Nei mid-eighties (good times!) i
White Lion per me rappresentavano un caso a se' stante all'interno del metal rama. Infatti non potevano essere catalogati alla stregua di
Ratt o
Motley Crue ma, rinnovando lo stile, potevano essere concretamente gli eredi di
Montrose o
Van Halen, soprattutto per merito dell'irruenza chitarristica di
Bratta, soprattutto in questo primo Lp.
La band Newyorkese fu fondata qualche anno prima di questo debutto (1983) proprio da Bratta e dal singer danese
Mike Tramp che, con la sua presenza fisica, poteva benissimo reggere il confronto con l'istrionico
David Lee Roth, e vi è da annotare che tra gli ospiti al basso troviamo l'ex
Angel Felix Robinson.
La canzone che da titolo all'Lp è di grande suggestione, perché al metal yankee viene affiancato un ritmo ipnotico e cadenzato che all'epoca qualcuno accostò addirittura ai
Black Sabbath di
Heaven and Hell, senza che l'incestuoso connubio potesse far gridare allo scandalo; semmai è proprio il contrario visto che si tratta di una delle più roboanti stesure mid- eighties!

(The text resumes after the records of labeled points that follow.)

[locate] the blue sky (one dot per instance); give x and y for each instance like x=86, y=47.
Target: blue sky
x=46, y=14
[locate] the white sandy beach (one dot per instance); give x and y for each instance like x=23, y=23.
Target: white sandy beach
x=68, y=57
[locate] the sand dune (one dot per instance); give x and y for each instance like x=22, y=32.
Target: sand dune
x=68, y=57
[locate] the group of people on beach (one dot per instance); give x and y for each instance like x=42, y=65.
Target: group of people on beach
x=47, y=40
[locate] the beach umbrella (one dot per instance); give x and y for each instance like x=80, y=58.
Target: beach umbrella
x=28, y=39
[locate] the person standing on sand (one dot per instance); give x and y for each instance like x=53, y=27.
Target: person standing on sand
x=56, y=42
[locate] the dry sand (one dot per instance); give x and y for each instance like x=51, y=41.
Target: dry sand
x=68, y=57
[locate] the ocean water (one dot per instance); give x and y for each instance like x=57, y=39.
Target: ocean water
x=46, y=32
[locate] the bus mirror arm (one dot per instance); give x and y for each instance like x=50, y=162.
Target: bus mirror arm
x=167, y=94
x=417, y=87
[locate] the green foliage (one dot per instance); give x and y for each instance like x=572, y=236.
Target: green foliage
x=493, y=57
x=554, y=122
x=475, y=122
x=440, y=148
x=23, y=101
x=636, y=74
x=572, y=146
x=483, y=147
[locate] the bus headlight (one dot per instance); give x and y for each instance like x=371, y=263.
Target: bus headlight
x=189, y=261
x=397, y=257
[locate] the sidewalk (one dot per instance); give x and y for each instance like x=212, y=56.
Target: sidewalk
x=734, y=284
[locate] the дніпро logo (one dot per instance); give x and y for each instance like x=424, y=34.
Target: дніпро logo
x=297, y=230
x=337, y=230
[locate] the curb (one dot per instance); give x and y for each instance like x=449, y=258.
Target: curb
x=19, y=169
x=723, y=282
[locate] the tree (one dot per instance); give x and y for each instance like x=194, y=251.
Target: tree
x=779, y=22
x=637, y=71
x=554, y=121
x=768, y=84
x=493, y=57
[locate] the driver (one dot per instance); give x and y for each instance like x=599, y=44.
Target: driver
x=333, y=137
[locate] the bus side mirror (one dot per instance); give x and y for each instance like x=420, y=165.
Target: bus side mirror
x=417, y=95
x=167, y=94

L'album è inaugurato dal potenziale hit single '
Broken Heart' che con il suo romanticismo lascivo può far intuire qualcosa proprio degli Angel per via della celestiale melodia e di suo riff perfettamente heartbreaker. '
Cherokee' è un omaggio alla tribù nativa ancora giocato suo riff inventivo di Bratta ed un refrain perfettamente bilanciato.
'
Where do We Run' possiede un riff da
Fist in Your face mentre '
In The City' è più cadenzata e drammatica con tastiere appena accennate che sembrano accendersi come insegne al neon. '
All The Fallen Man' è tipica di quegli anni dorati e potrebbe richiamare il contemporaneo TKO, ma con un coro poppeggiante e glam che li avvicina ancora una volta ai meravigliosi Angel.
In '
All Burning In Hell' domina ancora una volta un riff vincente e versatile di Bratta ed un refrain che li sintonizza con i
Twisted Sister. '
Kid Of 1000 Faces' è heavy metal puro, stemperato soltanto dalla voce lasciva di Tramp. '
El Salvador' è la canzone più straniante del platter, con inserti latini di chitarra in omaggio al paese, ma è anche un altro pezzo forte dell'album.
Chiude '
The Road To Valhalla' che, come preannuncia il titolo, assieme alla title track, è il pezzo epico dell'album, brano arrangiato anche con il pianoforte.
Replicheranno con il grande e però più omogeneo 'Pride', ma per chi scrive il vero e proprio ruggito del leone bianco rimane questo imbattibile debutto, figlio di un'epoca che ha fatto la storia del genere.